Mark Schafer is an SSA Administrative Law Judge at the Little Rock Hearing Office with a lifetime approval rate of 35% across 25,377 decisions. This sits below the national average of 58%, but remains within a stable range for the office. Because case assignment is random, your specific judge matters. Aggregate rates describe past decisions, not predictions for your individual hearing. An attorney can help you prepare for this judge's specific bench.
This page presents publicly available SSA Office of Hearings Operations disposition data, with no editorial rating or evaluation. ALJs are independent decisionmakers; aggregate statistics describe past patterns, not predictions of how any individual case will be decided. Information here is provided for hearing preparation, not as legal advice.
Approval rates
Comparing a judge's lifetime approval rate to current office and national benchmarks provides context for your hearing. Judge Schafer has maintained a 35% approval rate over his 10-year tenure, while the Little Rock office currently reports a 41% approval rate. These figures are measured against a national average of 58%. Aggregate rates describe past decisions, not predictions for your individual hearing.
Office- and national-level breakdowns of fully favorable vs denial rates aren't currently published by SSA in the per-office disposition data. The judge's own breakdown is the detail we have today.
Approval rate over time
Year-over-year approval rate across Judge Schafer's docket. Annual rates fluctuate with the mix of cases SSA assigns; the longer-run pattern is more informative than any single year.
Decision pattern
Over 10 years on the bench and 25,377 total decisions, Judge Schafer has maintained a steady approval pattern. While his rate saw a temporary rise to 40% in 2022, recent data shows a return to 32% in the latest reporting period. This latest period reflects a continuation of his long-term trend, suggesting that his approach to evidence and testimony has remained consistent over the last decade.

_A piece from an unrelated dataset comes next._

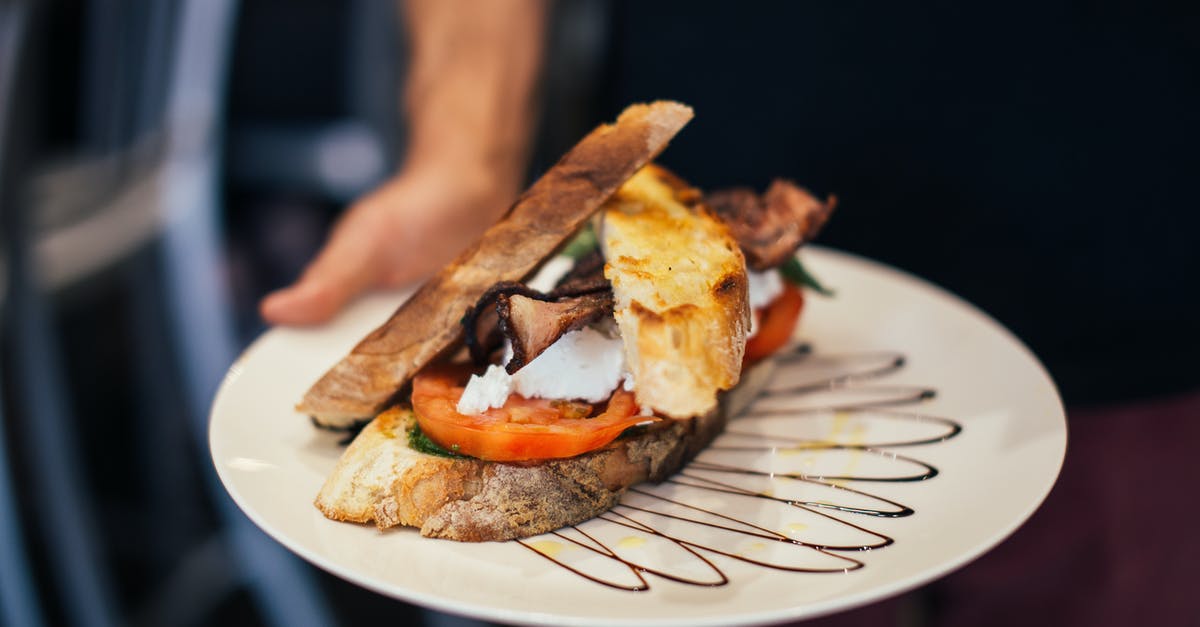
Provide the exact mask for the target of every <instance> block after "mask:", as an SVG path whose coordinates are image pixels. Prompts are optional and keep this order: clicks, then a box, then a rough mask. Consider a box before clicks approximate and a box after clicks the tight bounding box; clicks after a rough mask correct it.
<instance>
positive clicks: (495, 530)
mask: <svg viewBox="0 0 1200 627" xmlns="http://www.w3.org/2000/svg"><path fill="white" fill-rule="evenodd" d="M773 368H774V365H773V362H772V360H766V362H762V363H760V364H756V365H755V366H754V368H752V369H751V370H749V371H748V372H746V375H745V376H744V377H743V381H744V384H743V386H739V387H738V388H736V389H734V390H731V392H730V393H726V394H722V396H721V402H720V405H719V406H718V407H716V408H714V410H713V411H710V412H709V413H707V414H704V416H701V417H697V418H692V419H685V420H664V422H661V423H658V424H655V425H653V426H650V428H647V429H644V430H642V431H641V432H637V434H636V435H626V436H625V437H622V438H619V440H617V441H616V442H613V443H611V444H610V446H607V447H605V448H602V449H599V450H594V452H592V453H586V454H583V455H578V456H575V458H569V459H563V460H547V461H540V462H533V464H500V462H486V461H480V460H476V459H463V458H457V459H455V458H443V456H437V455H430V454H425V453H420V452H416V450H414V449H413V448H410V447H409V446H408V437H407V430H408V429H409V428H412V425H413V423H415V417H414V416H413V413H412V410H408V408H400V407H396V408H391V410H389V411H386V412H384V413H382V414H380V416H379V417H378V418H376V419H374V420H372V422H371V424H368V425H367V426H366V428H365V429H364V430H362V432H361V434H359V436H358V437H356V438H355V440H354V442H353V443H352V444H350V446H349V448H348V449H347V450H346V453H344V454H343V455H342V459H341V460H340V461H338V462H337V467H336V468H335V470H334V472H332V473H331V474H330V477H329V479H328V480H326V482H325V484H324V485H323V486H322V489H320V492H319V494H318V495H317V500H316V506H317V508H318V509H320V510H322V513H324V514H325V515H326V516H328V518H330V519H334V520H344V521H354V522H371V521H373V522H374V524H376V525H377V526H378V527H379V529H388V527H394V526H400V525H404V526H412V527H418V529H420V533H421V535H422V536H427V537H434V538H445V539H454V541H460V542H487V541H506V539H514V538H523V537H529V536H535V535H539V533H545V532H548V531H553V530H556V529H560V527H564V526H568V525H575V524H578V522H582V521H584V520H588V519H592V518H595V516H596V515H599V514H601V513H604V512H605V510H607V509H610V508H611V507H612V506H614V504H616V503H617V502H618V501H619V500H620V496H622V495H623V494H624V492H625V491H626V490H628V489H629V488H630V486H632V485H636V484H638V483H642V482H647V480H649V482H661V480H665V479H667V478H668V477H671V476H672V474H673V473H674V472H677V471H678V470H679V468H680V467H683V466H684V465H685V464H686V462H688V461H690V460H691V459H692V458H694V456H695V455H696V454H697V453H700V450H702V449H703V448H704V447H707V446H708V443H709V442H712V441H713V438H715V437H716V436H718V435H719V434H720V432H721V430H724V428H725V424H726V420H727V419H728V418H730V417H731V416H736V413H738V412H740V411H742V408H744V407H745V405H746V404H748V402H749V400H750V399H752V398H754V396H755V395H757V393H758V390H761V389H762V387H763V386H764V384H766V381H767V378H769V374H770V371H772V370H773Z"/></svg>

Preparing for an SSDI hearing
The guidance below applies to any SSDI hearing, not specifically to Judge Schafer's bench. Judge-specific preparation guidance requires a corpus of public Appeals Council decisions involving each judge, which we haven't built yet.
- Bring a clean treating-physician record. Longitudinal primary-care or specialist notes spanning the disability period, with consistent symptom documentation, are typically the strongest evidence at hearing. A single month's records usually aren't enough.
- Don't rely on consultative exams alone. If your medical evidence is built primarily around a one-time CE finding, expect detailed questioning. Supplement with treating-source statements where possible.
- Prepare for daily-activity questions. Have honest, specific answers about a typical day. Answers that conflict with the medical record (in either direction) tend to hurt credibility.
- Expect transferable-skills probing. A vocational expert will usually testify about jobs available to someone with your limitations. Your representative should be prepared to cross-examine.
Hearing with Judge Schafer? See if a free benefits review fits your case.
Check My BenefitsAbout the Little Rock hearing office
The Little Rock Hearing Office serves you and other claimants throughout Arkansas and the surrounding region. With a bench of 6 judges, the office manages a high volume of cases to address your needs. The office currently maintains an approval rate of 41%, which serves as a baseline for the area. You can see the Little Rock Hearing Office page for the full ALJ roster.
Other judges at this hearing office
The Social Security Administration utilizes a workload-balancing algorithm to assign cases, meaning your assignment to a specific judge is essentially random. Within the Little Rock office, lifetime approval rates among the 6 judges range from 27% to 52%. Because of this variance, understanding the local environment is helpful for your claim. You can view the Little Rock Hearing Office page for the full ALJ roster.